>To make a plot like this movie's credible, you would have to begin it
>in the mid-1940s and end it before the mid-1960s.
>
>In Ang Lee's universe, it's as if the sixties and seventies' sexual
>uprisings either didn't happen (Brokeback Mountain) or were
>fundamentally misguided and ended only tragically (The Ice Storm).
>Only his Regency venture (Sense and Sensibility) ends happily (but in
>that case he had to, based on Jane Austen's plot). For Lee, it's
>been all downhill since 1817 or thereabout?

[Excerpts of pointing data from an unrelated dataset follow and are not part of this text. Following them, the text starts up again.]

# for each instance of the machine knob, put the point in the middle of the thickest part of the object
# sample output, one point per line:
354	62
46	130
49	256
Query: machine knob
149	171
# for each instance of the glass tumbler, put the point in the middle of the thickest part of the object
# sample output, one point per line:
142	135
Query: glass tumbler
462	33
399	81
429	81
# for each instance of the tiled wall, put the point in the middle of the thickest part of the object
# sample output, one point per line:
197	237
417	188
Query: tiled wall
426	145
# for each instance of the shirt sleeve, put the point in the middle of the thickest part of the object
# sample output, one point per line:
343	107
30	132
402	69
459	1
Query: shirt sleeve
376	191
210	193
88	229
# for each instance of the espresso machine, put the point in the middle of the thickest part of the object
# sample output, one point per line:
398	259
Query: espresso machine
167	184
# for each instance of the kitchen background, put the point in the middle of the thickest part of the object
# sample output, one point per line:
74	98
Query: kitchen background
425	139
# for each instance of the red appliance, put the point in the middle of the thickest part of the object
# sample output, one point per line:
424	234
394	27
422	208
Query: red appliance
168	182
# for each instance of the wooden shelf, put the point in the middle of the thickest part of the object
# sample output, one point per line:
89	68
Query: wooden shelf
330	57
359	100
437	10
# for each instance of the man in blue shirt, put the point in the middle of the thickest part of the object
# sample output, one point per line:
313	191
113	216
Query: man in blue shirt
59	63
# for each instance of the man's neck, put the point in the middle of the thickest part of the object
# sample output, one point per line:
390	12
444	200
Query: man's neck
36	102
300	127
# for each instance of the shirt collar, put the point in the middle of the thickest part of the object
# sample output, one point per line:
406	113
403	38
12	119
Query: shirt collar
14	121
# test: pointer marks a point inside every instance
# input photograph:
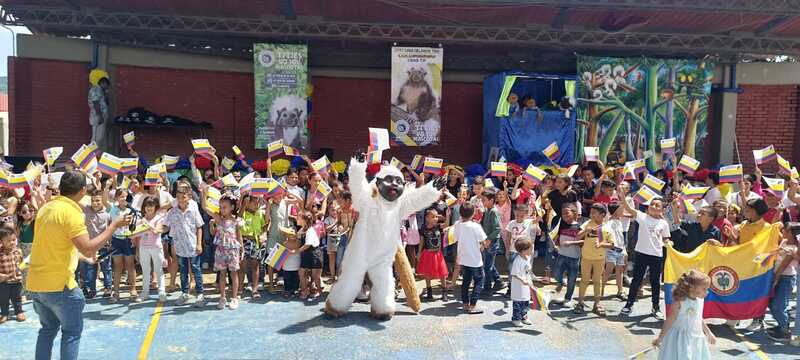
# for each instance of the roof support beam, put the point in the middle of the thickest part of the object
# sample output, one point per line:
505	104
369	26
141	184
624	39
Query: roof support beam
772	25
287	8
561	18
774	7
61	20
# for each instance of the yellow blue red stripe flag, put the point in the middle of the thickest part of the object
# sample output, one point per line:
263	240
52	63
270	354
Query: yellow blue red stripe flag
740	287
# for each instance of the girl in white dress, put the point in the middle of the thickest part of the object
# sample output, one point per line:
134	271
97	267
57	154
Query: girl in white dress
684	335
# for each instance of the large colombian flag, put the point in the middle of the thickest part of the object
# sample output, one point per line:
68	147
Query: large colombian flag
740	278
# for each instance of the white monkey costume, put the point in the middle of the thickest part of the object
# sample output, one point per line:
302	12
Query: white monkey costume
376	238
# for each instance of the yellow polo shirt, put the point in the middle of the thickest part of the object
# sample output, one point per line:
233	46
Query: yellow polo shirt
748	231
54	257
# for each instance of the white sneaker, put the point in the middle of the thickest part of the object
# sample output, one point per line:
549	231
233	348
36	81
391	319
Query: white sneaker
795	341
755	325
200	302
183	299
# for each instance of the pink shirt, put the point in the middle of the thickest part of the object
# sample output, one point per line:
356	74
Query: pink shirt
151	239
505	214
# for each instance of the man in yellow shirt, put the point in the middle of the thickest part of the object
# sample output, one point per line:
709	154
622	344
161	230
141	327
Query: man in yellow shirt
59	233
754	210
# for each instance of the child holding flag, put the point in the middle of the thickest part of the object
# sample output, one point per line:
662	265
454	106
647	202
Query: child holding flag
595	241
653	231
151	249
785	273
10	275
521	276
431	261
226	227
185	225
122	248
684	335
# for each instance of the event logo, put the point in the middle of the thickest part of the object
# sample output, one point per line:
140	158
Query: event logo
724	280
266	57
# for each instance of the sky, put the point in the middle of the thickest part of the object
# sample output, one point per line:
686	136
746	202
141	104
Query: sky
6	48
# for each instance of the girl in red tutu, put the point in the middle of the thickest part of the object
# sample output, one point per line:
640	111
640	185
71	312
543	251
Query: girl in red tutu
431	263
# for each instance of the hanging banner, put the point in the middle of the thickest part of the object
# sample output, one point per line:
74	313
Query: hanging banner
281	75
416	96
628	105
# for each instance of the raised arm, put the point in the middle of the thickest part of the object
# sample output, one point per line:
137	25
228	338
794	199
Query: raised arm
414	200
359	186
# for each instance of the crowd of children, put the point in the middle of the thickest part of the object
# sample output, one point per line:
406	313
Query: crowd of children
593	228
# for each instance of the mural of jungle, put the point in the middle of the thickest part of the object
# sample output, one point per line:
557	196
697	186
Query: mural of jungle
626	105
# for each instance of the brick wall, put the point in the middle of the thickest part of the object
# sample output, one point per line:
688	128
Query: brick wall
54	92
47	105
343	109
765	115
224	99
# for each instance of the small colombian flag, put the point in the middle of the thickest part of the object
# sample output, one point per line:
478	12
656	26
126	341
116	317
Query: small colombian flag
551	151
783	165
764	155
416	163
535	174
109	164
654	182
433	166
694	192
378	139
778	186
130	166
321	165
499	169
645	195
52	154
688	164
275	148
730	173
668	146
277	257
202	147
374	157
591	153
130	139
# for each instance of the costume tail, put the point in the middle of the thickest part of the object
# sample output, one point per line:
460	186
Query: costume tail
403	268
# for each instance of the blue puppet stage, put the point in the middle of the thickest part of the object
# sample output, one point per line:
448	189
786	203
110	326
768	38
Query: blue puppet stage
521	129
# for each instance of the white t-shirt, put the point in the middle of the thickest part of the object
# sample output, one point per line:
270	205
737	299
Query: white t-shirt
618	227
738	200
521	268
652	232
519	230
292	262
312	239
164	199
469	236
713	195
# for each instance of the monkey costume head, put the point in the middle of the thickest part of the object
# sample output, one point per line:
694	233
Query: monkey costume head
390	183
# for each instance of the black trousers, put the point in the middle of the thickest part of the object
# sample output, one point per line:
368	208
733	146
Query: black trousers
10	293
641	265
471	275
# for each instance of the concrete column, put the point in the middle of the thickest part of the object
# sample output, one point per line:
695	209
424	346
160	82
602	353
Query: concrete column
727	134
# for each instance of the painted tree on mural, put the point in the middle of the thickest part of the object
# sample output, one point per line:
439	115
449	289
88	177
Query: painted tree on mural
628	104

heh. I've been pestering Brian for his review. When his review of Manderlay came out, I told him that I'd concluded that Brokeback was really just a 'chick flick'. You could see this in the marketing. I kept trying to think what the film reminded me of and I thought, "yeah, The Gay We Were."
Then, I read that Schamus was asked what film set the precedent for this one. His reply? The Bridges of Madison County.
http://blog.pulpculture.org/2006/01/20/from-the-horses-mouth/
Of course het women would flock to the screen to see it. They've been told all their lives that men are incapable of romantic love. But this story, they're told, is about that sort of one-and-only-made-for-each-other-love-you-til-my-dying-days love. (Not that there's anything wrong with that.) So women want to see it and they want to see if there's some secret between men, something they've been left out of that means that these two men can have that, where straight men ostensibly cannot.
But, of course, if you look at the research, het men a bigger romantics than women.